彼は天井を仰ぎ、長く重い息を吐き出すと、茶を一口啜った。
「図面だけでなく、工程管理にまで精通しているのか……恐ろしいですね、我らが公爵様は……」
「それだけではない。そこの工事には王国軍第一軍が投入される」
「は!? 第一軍が?」
弾かれたように飛び起き、ロベルトは身を乗り出した。
戦うための剣ではなく、開拓のための鍬を握る軍の姿が想像を絶したのか、彼の表情には困惑が色濃く滲む。
「そうだ。お前が指揮を執れ。いいな?」
「……ちょっと待ってください。大叔父様、最初だけでも力を貸してもらえませんか? 途中で、必ず私が一人でやれるようになりますので……」
懇願するように見つめるロベルトの視線を、レイモンドは真っ向から受け止めた。
「いいぞ。安請け合いしないあたり、やはりお前はわかっておるな。春までに形にしようじゃないか。そこまでは私も現場で手伝おう」
「ありがとうございます。頼りにしています」
ロベルトが安堵の吐息を漏らしたその時、傍らで沈黙を守っていた『海鳥』の娘が、凛とした声を響かせた。

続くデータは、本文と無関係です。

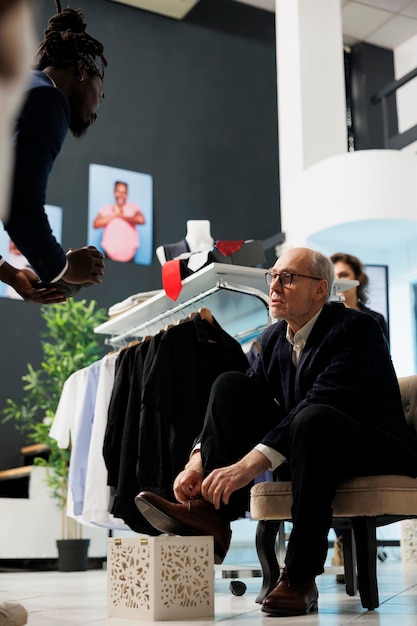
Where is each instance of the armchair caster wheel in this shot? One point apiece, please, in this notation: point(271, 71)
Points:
point(237, 587)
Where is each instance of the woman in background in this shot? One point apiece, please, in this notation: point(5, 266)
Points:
point(349, 267)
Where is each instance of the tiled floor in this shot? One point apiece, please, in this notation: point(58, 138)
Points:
point(70, 599)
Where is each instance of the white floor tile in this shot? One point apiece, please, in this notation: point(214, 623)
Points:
point(72, 599)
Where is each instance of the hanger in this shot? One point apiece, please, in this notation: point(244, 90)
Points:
point(205, 314)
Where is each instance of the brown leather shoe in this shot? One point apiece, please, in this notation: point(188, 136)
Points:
point(293, 598)
point(196, 517)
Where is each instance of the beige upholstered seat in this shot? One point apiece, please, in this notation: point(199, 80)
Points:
point(360, 505)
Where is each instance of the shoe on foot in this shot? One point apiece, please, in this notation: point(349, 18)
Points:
point(12, 614)
point(195, 517)
point(291, 598)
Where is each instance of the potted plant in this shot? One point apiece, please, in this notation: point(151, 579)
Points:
point(68, 344)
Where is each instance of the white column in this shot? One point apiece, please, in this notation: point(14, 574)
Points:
point(311, 89)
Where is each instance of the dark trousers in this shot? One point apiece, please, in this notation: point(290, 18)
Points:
point(326, 446)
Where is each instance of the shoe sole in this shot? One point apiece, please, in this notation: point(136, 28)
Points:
point(166, 524)
point(289, 613)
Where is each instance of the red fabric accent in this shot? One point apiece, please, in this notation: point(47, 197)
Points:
point(171, 278)
point(229, 247)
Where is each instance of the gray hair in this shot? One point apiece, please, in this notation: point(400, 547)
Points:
point(322, 266)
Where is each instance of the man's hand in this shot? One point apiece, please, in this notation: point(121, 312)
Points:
point(85, 265)
point(25, 283)
point(219, 485)
point(187, 484)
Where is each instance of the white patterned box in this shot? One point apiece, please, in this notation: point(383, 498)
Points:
point(160, 578)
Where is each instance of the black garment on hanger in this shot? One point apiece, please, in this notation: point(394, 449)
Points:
point(189, 358)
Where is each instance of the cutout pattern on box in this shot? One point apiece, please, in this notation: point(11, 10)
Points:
point(161, 578)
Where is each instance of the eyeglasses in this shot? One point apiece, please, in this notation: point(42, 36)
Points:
point(285, 278)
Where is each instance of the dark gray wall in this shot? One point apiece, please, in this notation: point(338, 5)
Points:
point(192, 103)
point(371, 69)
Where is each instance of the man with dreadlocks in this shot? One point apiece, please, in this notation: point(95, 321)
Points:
point(65, 92)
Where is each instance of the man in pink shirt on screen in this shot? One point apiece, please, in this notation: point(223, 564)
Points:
point(120, 239)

「では、レイモンド領の運営は、これまで通り我ら『海鳥』が引き受けます。手が空いた『海鳥』は現場に回します。よろしいですね?」
提案を受けたレイモンドは、迷うことなく頷いた。
「ああ、足元が崩れては復興事業どころではないからな。頼りにしている」
「はい、承りました」
娘たちの返答を聞き届け、レイモンドは再び重い口調で現実を突きつけた。
「ここ、レイモンド領には、王都からの労働力が送られてくる手はずになっている。彼らの面倒も見なければならん。やることは山積みだな」
「……まだあるのか。春までに形に? それ以前に、着手できるかが怪しく感じてきました」
項垂れるロベルトの肩を、レイモンドの言葉が叩く。
「動き始めさえすれば、あとは自然と流れていくものだ。最初の苦労は金で解決しろ。そもそも金は王国から出る」
「うわぁ……」
いっそ潔いレイモンドの言葉に、ロベルトは再び天井を見上げた。
レイモンドは窓の外を見る。
今はまだ、何もない荒れ地。
だが、そこには街道が敷かれ、水路が巡り、農地が広がり、一つの伯爵領が築かれる。
その設計図は、すでに完成していた。
この何もない荒れ地は、やがて王国北方最大の穀倉地帯へと姿を変える。
その最初の一歩が、今、踏み出された。